Mr. Chmura said the facility will be at the Baltimore end of the corridor because that is where land values dictate that most of the local biotech industry's manufacturing capability will eventually have to go.

"Being realistic, as a company expands and needs a larger facility, the Montgomery County real estate market isn't where they want to be," Mr. Chmura said. "The manufacturing is more likely to be in Baltimore" because of the area's land availability, concentration of university medicine and science programs, and the Baltimore area's supply of programs to train medical technicians critical to biotech manufacturing.

The study estimates that 10 to 12 companies a year would use the facility; most would be from Maryland, and Mr. Chmura said out-of-state companies will probably be charged higher rates to use it.

The rates will be about $3,000 to $5,000 a day, according to the business plan. The companies' average stay is expected to be about three months. Cheap it's not, but it's not the $2 million Mr. Stagnaro needed either.

The study estimates that as many as 40 to 50 companies would want to use the facility over the next five years, largely driven by the lack of real alternatives.
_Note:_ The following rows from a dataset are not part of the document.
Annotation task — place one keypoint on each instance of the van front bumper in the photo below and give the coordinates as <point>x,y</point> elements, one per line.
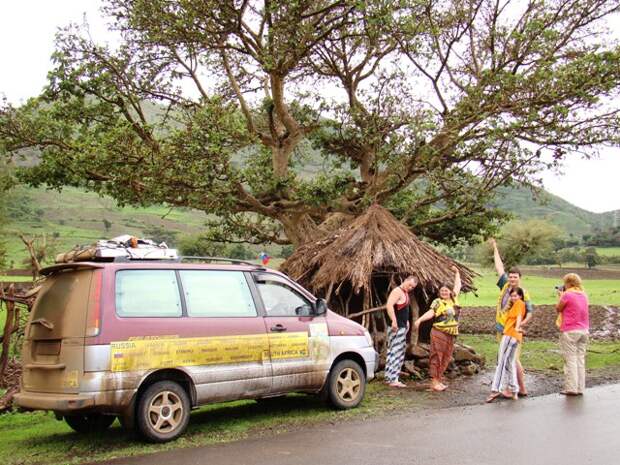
<point>102,401</point>
<point>55,402</point>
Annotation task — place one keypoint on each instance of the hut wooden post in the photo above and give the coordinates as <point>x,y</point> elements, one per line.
<point>8,330</point>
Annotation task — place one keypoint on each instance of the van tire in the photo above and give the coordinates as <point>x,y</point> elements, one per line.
<point>89,423</point>
<point>163,411</point>
<point>346,384</point>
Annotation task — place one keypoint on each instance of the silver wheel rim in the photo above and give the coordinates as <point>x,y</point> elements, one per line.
<point>348,385</point>
<point>165,412</point>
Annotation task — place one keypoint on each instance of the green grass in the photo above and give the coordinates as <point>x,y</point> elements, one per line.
<point>38,438</point>
<point>545,354</point>
<point>600,291</point>
<point>608,251</point>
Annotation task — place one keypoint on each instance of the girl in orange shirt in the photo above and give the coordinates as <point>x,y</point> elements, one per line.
<point>505,379</point>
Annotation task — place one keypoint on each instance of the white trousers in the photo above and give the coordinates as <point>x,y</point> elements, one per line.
<point>573,345</point>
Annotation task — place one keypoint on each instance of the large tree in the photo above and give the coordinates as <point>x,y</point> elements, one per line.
<point>426,107</point>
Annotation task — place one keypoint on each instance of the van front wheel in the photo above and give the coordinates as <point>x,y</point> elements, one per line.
<point>91,423</point>
<point>163,411</point>
<point>346,384</point>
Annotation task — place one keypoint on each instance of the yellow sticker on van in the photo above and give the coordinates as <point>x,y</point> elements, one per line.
<point>145,354</point>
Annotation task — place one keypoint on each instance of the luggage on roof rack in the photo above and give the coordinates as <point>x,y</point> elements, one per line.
<point>122,247</point>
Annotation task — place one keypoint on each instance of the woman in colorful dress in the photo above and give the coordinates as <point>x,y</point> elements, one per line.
<point>444,310</point>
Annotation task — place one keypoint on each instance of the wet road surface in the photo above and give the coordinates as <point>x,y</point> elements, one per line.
<point>545,430</point>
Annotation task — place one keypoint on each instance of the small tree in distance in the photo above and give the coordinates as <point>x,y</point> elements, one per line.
<point>521,241</point>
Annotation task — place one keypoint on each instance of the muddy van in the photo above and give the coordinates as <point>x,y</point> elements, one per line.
<point>147,341</point>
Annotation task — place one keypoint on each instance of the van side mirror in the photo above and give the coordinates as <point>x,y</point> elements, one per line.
<point>320,307</point>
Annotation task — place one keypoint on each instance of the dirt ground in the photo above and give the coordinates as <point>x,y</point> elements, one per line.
<point>471,390</point>
<point>604,322</point>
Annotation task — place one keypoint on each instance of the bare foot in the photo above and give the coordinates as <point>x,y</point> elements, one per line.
<point>492,397</point>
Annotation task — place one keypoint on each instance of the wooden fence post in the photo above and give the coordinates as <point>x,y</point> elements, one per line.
<point>8,330</point>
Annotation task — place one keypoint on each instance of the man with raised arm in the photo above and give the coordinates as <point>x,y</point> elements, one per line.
<point>507,282</point>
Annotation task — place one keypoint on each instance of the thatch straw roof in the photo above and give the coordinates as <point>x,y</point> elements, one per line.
<point>373,244</point>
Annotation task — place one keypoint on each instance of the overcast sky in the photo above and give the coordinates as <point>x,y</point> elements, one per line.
<point>27,29</point>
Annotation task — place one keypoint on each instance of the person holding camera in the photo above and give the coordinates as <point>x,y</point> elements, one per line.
<point>574,322</point>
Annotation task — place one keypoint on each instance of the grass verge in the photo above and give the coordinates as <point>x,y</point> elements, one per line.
<point>600,291</point>
<point>544,354</point>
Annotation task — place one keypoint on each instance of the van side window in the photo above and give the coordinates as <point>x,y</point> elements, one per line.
<point>147,293</point>
<point>217,293</point>
<point>281,300</point>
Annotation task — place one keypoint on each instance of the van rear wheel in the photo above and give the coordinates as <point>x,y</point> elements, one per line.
<point>346,384</point>
<point>163,411</point>
<point>89,423</point>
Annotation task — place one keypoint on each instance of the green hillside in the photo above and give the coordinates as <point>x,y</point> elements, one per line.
<point>574,220</point>
<point>77,217</point>
<point>74,217</point>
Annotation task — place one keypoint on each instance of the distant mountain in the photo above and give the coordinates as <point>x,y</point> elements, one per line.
<point>574,220</point>
<point>78,217</point>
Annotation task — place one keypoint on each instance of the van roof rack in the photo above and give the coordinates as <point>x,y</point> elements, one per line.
<point>219,259</point>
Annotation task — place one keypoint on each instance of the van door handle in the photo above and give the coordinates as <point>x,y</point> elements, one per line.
<point>43,322</point>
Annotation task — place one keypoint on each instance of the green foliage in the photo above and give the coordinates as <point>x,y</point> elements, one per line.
<point>590,257</point>
<point>443,104</point>
<point>201,246</point>
<point>541,288</point>
<point>523,241</point>
<point>160,234</point>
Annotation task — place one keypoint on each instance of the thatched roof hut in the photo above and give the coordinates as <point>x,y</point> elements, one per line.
<point>355,267</point>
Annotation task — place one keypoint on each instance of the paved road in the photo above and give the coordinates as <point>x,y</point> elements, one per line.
<point>544,430</point>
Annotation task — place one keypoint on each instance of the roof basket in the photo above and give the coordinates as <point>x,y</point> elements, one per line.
<point>121,248</point>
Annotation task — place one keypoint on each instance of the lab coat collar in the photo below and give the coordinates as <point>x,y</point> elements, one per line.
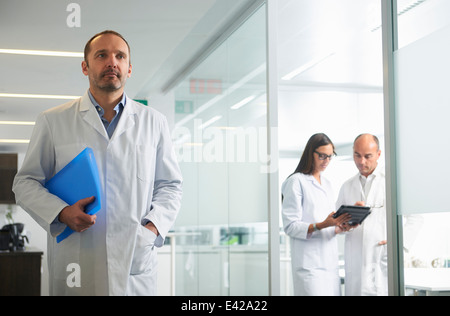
<point>90,115</point>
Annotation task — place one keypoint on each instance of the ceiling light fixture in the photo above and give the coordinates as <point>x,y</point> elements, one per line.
<point>210,122</point>
<point>16,123</point>
<point>41,53</point>
<point>38,96</point>
<point>14,141</point>
<point>243,102</point>
<point>306,67</point>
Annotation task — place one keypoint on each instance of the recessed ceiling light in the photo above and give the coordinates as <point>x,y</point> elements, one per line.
<point>16,123</point>
<point>14,141</point>
<point>306,66</point>
<point>41,53</point>
<point>243,102</point>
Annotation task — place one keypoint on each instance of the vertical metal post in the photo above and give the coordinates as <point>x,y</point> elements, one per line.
<point>272,146</point>
<point>394,227</point>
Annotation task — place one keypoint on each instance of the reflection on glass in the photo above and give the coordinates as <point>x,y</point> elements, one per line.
<point>422,193</point>
<point>220,140</point>
<point>331,81</point>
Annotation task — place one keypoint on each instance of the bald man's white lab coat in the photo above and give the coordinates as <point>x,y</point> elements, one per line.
<point>140,182</point>
<point>366,270</point>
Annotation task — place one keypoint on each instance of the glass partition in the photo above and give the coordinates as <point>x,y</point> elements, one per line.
<point>220,138</point>
<point>421,72</point>
<point>331,81</point>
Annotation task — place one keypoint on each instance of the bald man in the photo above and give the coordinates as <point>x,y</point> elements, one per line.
<point>365,245</point>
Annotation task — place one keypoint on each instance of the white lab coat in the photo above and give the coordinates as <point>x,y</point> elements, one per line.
<point>366,271</point>
<point>140,182</point>
<point>314,256</point>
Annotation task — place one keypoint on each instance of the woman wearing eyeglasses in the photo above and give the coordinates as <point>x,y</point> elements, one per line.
<point>308,209</point>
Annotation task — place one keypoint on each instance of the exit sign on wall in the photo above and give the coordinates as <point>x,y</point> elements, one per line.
<point>206,86</point>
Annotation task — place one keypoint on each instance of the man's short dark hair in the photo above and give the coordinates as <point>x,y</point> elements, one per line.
<point>87,48</point>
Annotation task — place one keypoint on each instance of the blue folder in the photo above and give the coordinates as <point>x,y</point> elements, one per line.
<point>77,180</point>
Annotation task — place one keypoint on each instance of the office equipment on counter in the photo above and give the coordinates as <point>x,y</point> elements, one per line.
<point>77,180</point>
<point>358,213</point>
<point>20,273</point>
<point>11,237</point>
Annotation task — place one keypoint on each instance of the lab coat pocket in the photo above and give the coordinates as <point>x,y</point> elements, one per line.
<point>145,162</point>
<point>144,253</point>
<point>66,153</point>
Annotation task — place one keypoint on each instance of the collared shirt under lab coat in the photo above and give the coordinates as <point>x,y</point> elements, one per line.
<point>140,181</point>
<point>314,256</point>
<point>366,260</point>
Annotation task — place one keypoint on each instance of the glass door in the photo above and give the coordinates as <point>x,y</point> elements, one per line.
<point>220,138</point>
<point>421,117</point>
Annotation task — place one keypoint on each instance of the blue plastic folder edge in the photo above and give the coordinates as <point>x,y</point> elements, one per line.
<point>62,184</point>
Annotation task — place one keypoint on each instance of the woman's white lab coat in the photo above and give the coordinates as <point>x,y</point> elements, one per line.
<point>140,182</point>
<point>314,256</point>
<point>366,260</point>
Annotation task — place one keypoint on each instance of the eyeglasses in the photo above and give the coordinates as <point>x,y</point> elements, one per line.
<point>325,156</point>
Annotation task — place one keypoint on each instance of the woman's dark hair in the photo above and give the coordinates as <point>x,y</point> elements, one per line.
<point>306,165</point>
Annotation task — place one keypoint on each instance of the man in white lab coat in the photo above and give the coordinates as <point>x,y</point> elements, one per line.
<point>112,252</point>
<point>365,245</point>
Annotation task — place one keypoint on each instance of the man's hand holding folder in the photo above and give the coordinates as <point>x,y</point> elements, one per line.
<point>75,217</point>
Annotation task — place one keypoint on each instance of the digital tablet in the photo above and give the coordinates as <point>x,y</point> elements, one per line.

Gov. William Donald Schaefer put $2 million in the state's capital budget this year to pay for design work on the bioprocessing center, which will be located either at the University of Maryland Baltimore County in Catonsville or at Dome Corp.'s Bayview Research Campus in East Baltimore.

The business plan calls for the state to pay all the $17 million cost of actually building the project, and says federal grants and private investment will also be needed for $5 million in start-up costs, but Ms. Cromwell said rents from the tenants will let the facility break even on an operating basis by its second year.